At the Born Institute in Berlin, scientists experimented with semiconductor gallium arsenide (GaAs), which was used to scale the photoinduced current at ultrafast time to 50 femtoseconds at the first time. By means of infrared (λ = 900 nm) to the visible spectral range (λ = 650 nm, orange light) ultra-short, intense light pulse devices, they generate displacement currents in the fast-oscillation GaAs and have a bandwidth to generate radiation up to 20 hertz,


The characteristics of these currents and the fundamental electron motion can be determined in detail by the radiated THz wave, whose amplitude and phase are directly measured experimentally. Terahertz radiation shows rectified light of ultrashort pulses at a frequency that is 5000 times the clock frequency of modern computer systems.

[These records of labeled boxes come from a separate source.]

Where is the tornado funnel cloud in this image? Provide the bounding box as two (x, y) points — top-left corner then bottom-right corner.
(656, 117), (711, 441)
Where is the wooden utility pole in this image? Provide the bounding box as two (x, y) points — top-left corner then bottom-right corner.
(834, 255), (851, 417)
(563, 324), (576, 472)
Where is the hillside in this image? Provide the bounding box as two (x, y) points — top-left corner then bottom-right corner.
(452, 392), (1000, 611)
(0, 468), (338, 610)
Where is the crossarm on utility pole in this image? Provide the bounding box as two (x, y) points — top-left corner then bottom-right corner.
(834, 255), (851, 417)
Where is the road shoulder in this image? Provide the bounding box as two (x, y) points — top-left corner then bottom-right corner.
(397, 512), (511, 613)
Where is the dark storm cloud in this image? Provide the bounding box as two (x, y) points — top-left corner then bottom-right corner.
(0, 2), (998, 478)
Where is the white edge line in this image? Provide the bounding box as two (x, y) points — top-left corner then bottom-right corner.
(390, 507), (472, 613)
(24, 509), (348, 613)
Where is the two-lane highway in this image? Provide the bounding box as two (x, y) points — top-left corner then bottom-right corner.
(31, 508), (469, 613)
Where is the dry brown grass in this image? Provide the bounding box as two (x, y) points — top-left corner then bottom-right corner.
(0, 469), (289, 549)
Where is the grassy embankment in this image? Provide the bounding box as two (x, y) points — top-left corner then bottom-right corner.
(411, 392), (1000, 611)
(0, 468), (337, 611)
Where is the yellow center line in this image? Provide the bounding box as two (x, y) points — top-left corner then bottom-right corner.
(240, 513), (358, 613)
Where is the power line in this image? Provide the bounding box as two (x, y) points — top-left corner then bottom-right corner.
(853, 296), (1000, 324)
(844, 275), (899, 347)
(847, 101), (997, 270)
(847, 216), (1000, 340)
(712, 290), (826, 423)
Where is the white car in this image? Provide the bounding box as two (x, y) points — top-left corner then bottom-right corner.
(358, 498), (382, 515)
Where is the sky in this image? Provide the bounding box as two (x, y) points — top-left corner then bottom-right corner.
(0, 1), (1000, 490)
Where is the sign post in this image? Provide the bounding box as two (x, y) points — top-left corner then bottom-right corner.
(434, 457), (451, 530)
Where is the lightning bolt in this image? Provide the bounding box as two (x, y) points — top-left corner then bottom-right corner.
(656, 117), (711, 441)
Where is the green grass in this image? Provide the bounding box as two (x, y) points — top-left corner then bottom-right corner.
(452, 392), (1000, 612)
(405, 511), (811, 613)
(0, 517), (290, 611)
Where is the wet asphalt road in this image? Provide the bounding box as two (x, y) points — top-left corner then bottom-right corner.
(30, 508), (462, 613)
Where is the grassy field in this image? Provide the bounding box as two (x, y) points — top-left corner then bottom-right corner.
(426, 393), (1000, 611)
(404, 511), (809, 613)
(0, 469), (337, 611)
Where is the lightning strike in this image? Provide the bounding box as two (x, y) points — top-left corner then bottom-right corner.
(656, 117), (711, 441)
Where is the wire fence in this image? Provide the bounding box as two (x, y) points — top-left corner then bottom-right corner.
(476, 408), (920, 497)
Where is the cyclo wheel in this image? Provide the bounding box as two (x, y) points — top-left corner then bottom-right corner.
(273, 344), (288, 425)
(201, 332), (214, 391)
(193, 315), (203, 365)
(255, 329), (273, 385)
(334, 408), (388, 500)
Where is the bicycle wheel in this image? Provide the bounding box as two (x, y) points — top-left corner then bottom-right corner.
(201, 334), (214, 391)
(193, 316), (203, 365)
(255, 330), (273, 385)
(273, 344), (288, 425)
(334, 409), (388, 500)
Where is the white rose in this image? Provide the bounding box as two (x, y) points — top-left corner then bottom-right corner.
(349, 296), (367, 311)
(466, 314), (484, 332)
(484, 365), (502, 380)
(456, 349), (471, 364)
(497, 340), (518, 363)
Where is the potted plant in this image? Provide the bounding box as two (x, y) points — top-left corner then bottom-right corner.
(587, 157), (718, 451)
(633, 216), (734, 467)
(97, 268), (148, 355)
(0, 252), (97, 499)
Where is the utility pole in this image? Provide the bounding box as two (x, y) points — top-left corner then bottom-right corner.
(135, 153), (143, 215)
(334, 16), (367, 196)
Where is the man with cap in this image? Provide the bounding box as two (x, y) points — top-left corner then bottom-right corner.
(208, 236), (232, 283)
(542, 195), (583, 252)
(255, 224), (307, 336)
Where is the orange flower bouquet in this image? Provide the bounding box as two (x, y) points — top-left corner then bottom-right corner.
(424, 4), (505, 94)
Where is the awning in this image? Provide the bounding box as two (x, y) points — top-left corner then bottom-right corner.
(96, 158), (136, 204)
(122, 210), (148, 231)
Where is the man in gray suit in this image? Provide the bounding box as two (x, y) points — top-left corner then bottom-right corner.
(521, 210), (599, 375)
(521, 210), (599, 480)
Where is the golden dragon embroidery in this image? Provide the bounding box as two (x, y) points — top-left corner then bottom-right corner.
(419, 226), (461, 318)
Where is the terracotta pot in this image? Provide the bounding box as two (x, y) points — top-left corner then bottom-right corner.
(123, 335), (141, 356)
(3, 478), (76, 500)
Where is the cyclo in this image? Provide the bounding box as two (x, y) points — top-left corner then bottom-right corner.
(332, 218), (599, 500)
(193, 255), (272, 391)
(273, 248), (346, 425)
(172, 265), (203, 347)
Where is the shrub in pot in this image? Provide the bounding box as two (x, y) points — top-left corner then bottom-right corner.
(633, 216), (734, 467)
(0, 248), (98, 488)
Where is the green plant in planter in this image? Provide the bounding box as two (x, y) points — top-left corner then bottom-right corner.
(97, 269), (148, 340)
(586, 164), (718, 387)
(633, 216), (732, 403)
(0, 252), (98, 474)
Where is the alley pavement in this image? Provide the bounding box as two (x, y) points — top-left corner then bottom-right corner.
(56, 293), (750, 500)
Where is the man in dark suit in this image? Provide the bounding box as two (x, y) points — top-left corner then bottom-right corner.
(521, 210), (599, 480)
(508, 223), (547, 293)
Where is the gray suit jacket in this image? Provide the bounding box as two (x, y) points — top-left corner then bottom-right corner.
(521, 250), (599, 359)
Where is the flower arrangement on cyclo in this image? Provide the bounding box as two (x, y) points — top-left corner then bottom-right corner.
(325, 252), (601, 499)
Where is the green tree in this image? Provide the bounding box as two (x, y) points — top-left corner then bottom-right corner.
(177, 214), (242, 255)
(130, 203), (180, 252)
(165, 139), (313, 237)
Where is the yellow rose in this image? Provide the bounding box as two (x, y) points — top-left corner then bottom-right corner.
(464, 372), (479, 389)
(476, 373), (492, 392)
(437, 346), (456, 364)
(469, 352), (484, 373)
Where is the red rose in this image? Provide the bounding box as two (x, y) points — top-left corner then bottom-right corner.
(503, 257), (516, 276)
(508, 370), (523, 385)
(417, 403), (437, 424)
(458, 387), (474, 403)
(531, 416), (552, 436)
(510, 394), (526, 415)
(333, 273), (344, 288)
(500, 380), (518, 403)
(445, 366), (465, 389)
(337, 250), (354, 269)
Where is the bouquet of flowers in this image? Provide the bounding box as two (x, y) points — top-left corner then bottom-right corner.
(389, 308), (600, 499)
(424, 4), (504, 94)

The experimentally observed displacement current characteristics are incompatible with the physical image of the in-band motion of electrons or holes. In contrast, the model calculation based on the inter-band motion of electrons in the pseudo-potential band structure reproduces the experimental results, and indicates that the interatomic transfer of the chemical bond length of the electron charge is a key mechanism. This process takes place in each unit cell of the crystal, ie in the sub-nanometer length range, and allows rectification of light. This effect can also be exploited at higher frequencies and opens up new and interesting applications in the field of ultra-high frequency electronics.